Construction of Sets

Intersection

Let $A$ and $B$ be two given sets. The intersection is the set:$A\cap B=\{x:x\in A\wedge x\in B\}$

Union

The union of sets $A$ and $B$ is the set:$A\cup B=\{x:x\in A\vee x\in B\}$

Disjoint Union

The disjoint union of $A$ and $B$ is the set:$A\bigsqcup B=\{(x,a):x\in A\}\cup \{(y,b):y\in B\}$

Difference

The difference of $A$ from $B$ is the set $A\setminus B=\{x:x\in A\wedge x\notin B\}$In the circumstance that sets are considered within a fixed set $X$, for any subset $A$ of $X$ we write $X\setminus A$ as $A^c$ and call it the complement of $A$ in $X$.

Proposition

Let $A$, $B$, $C$ and $B_i(i\in I)$ be sets. The following properties hold:

• Commutativity: $A\cap B=B\cap A$, $A\cup B=B\cup A$.
• Associativity: $(A\cap B)\cap C=A\cap (B\cap C)$, $(A\cap B)\cap C=A\cap (B\cap C)$.
• Distributivity: $A\cap \left({\bigcup }_{i\in I}{B}_i\right)={\bigcup }_{i\in I}(A\cap B_i)$, $A\cup \left({\bigcap }_{i\in I}{B}_i\right)={\bigcap }_{i\in I}(A\cup B_i)$.
• de Morgan’s laws: ${\left({\bigcap }_{i\in I}{B}_i\right)}^c={\bigcup }_{i\in I}{B}_i^c$, ${\left({\bigcup }_{i\in I}{B}_i\right)}^c={\bigcap }_{i\in I}{B}_i^c$.

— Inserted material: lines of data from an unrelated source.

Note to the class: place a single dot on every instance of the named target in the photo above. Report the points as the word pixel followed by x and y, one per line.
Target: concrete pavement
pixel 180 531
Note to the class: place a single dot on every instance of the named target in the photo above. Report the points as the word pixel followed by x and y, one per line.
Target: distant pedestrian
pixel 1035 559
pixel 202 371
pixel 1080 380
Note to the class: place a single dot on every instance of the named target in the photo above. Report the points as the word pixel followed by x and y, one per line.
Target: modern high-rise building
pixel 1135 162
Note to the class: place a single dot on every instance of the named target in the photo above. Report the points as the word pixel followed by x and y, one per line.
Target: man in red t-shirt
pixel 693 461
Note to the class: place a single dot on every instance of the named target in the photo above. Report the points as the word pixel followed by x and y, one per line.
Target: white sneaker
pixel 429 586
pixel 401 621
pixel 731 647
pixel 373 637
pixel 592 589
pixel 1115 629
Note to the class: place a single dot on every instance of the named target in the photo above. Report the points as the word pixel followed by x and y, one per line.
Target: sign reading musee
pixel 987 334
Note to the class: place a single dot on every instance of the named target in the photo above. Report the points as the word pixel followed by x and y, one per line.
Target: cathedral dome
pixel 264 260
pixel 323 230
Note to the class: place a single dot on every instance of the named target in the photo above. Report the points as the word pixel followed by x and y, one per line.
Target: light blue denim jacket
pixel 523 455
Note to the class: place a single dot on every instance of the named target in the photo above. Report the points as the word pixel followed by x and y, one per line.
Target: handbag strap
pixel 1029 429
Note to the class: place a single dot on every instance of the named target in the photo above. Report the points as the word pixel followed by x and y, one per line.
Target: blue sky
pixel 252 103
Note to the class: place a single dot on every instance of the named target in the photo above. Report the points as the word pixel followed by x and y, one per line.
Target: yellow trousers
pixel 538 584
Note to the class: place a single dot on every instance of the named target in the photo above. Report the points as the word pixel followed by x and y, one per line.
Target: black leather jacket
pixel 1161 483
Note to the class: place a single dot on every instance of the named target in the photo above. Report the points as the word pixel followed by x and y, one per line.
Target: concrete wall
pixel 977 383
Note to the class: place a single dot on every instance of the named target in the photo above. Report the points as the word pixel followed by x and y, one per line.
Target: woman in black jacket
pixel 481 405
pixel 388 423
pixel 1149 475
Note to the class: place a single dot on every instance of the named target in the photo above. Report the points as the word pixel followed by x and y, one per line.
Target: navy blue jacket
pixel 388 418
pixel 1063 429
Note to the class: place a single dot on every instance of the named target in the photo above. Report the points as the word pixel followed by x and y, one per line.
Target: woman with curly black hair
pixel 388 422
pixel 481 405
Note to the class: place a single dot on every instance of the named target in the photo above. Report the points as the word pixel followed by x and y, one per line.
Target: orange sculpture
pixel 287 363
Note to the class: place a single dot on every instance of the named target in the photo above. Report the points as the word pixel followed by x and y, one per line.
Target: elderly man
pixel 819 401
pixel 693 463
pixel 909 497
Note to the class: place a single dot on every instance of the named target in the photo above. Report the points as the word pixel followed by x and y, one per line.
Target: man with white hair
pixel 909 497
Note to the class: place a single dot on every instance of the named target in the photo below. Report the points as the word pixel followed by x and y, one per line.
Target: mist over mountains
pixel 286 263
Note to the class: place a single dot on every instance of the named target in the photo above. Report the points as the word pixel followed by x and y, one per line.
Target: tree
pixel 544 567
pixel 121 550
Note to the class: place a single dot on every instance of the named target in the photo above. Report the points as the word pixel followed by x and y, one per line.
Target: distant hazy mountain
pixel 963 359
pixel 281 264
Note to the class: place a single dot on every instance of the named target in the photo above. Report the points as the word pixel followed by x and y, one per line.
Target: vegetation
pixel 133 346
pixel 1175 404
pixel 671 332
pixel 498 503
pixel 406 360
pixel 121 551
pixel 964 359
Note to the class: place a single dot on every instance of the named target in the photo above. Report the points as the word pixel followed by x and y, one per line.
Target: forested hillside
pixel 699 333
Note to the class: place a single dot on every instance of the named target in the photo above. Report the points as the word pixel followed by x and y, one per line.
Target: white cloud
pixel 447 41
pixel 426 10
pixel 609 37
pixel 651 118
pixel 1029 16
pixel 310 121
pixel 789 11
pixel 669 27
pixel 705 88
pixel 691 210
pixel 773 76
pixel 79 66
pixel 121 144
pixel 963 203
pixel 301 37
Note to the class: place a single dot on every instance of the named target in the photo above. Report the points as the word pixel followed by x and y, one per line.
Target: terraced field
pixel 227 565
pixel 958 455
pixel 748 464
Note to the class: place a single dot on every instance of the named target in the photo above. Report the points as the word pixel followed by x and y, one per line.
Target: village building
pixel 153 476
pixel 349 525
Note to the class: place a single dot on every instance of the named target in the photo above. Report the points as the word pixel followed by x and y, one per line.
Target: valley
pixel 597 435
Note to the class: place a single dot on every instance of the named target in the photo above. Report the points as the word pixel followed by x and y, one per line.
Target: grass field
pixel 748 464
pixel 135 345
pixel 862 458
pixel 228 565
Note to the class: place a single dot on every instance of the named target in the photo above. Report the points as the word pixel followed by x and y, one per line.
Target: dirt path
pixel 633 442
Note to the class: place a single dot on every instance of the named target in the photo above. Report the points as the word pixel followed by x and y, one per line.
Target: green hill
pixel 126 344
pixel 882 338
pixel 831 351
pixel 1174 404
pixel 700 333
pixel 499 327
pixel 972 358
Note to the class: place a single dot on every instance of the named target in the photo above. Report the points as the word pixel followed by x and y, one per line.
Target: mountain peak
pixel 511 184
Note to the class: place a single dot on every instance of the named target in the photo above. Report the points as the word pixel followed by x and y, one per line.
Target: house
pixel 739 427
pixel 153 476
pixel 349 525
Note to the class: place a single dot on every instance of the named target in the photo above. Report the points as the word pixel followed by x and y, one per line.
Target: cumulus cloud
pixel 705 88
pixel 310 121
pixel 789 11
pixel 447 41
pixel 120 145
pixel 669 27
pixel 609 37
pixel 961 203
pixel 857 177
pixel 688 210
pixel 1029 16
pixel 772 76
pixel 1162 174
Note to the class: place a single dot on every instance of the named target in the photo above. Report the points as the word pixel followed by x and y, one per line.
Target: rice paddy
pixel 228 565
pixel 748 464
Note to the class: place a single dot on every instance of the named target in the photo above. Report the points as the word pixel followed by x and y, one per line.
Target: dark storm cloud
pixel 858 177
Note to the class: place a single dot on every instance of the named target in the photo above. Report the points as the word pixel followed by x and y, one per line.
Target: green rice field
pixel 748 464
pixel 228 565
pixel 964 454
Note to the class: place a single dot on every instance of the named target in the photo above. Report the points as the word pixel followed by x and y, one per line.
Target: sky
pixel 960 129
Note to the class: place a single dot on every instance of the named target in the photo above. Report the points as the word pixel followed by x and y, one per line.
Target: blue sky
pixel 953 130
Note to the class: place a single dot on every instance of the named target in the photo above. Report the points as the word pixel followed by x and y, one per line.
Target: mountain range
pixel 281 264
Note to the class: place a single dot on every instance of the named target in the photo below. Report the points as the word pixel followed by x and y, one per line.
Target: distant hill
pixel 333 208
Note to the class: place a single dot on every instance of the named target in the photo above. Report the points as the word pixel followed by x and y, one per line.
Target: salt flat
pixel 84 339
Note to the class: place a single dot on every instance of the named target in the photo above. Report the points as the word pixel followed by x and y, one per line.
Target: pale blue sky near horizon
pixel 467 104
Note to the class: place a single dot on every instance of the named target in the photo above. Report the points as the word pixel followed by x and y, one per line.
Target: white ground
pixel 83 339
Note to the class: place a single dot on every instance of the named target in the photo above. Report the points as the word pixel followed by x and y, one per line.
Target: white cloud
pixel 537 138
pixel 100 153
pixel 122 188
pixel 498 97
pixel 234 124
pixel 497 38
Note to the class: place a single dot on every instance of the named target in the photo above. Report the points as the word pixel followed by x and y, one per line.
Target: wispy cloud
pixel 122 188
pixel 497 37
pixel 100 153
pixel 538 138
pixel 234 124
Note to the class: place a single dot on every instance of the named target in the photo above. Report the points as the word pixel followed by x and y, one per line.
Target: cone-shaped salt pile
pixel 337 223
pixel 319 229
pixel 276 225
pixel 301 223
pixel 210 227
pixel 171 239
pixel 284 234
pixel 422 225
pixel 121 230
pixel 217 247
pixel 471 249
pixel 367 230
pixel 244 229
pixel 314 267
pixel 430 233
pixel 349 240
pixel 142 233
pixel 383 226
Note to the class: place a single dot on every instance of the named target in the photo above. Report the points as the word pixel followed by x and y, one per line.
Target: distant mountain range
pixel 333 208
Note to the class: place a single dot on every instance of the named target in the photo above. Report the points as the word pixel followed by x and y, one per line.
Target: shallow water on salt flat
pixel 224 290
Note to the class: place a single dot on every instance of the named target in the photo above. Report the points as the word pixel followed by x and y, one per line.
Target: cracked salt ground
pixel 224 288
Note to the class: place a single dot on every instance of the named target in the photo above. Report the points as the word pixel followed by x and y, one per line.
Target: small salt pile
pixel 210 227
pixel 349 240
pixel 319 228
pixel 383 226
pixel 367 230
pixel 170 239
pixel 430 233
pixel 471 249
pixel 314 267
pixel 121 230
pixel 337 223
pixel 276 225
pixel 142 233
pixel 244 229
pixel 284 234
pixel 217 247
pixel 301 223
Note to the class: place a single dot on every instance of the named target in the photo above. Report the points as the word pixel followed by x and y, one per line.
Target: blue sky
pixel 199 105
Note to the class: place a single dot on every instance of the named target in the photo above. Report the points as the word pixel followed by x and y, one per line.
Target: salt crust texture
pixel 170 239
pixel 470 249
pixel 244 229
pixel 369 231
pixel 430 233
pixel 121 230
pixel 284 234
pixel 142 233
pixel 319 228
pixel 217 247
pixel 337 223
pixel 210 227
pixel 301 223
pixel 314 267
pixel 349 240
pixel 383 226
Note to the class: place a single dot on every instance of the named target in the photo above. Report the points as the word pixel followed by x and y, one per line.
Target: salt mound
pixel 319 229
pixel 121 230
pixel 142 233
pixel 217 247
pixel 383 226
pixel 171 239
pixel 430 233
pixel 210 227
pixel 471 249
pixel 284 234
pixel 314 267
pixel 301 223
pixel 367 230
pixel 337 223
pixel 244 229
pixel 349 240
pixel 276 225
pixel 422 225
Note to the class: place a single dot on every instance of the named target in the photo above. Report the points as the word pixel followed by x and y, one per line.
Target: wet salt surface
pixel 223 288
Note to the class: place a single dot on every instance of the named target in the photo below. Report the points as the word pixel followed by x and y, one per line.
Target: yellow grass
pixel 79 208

Proof These are direct consequences of the arithmetic of logical connectives. $\square$

Cartesian Product

Cartesian Product

Let $X_1,\dots ,X_n$ be sets. The set$\{(x_1,x_2,\dots ,x_n):x_1\in X_1,\dots ,x_n\in X_n\}$is called the Cartesian product of $X_1,\dots ,X_n$ and is written as$X_1\times \cdots \times X_n\text{or}{\prod }_{i=1}^n{X}_i$where each $(x_1,\dots ,x_n)$ is an ordered $n$-tuple and the $x_i$ is called the $i$-th coordinate.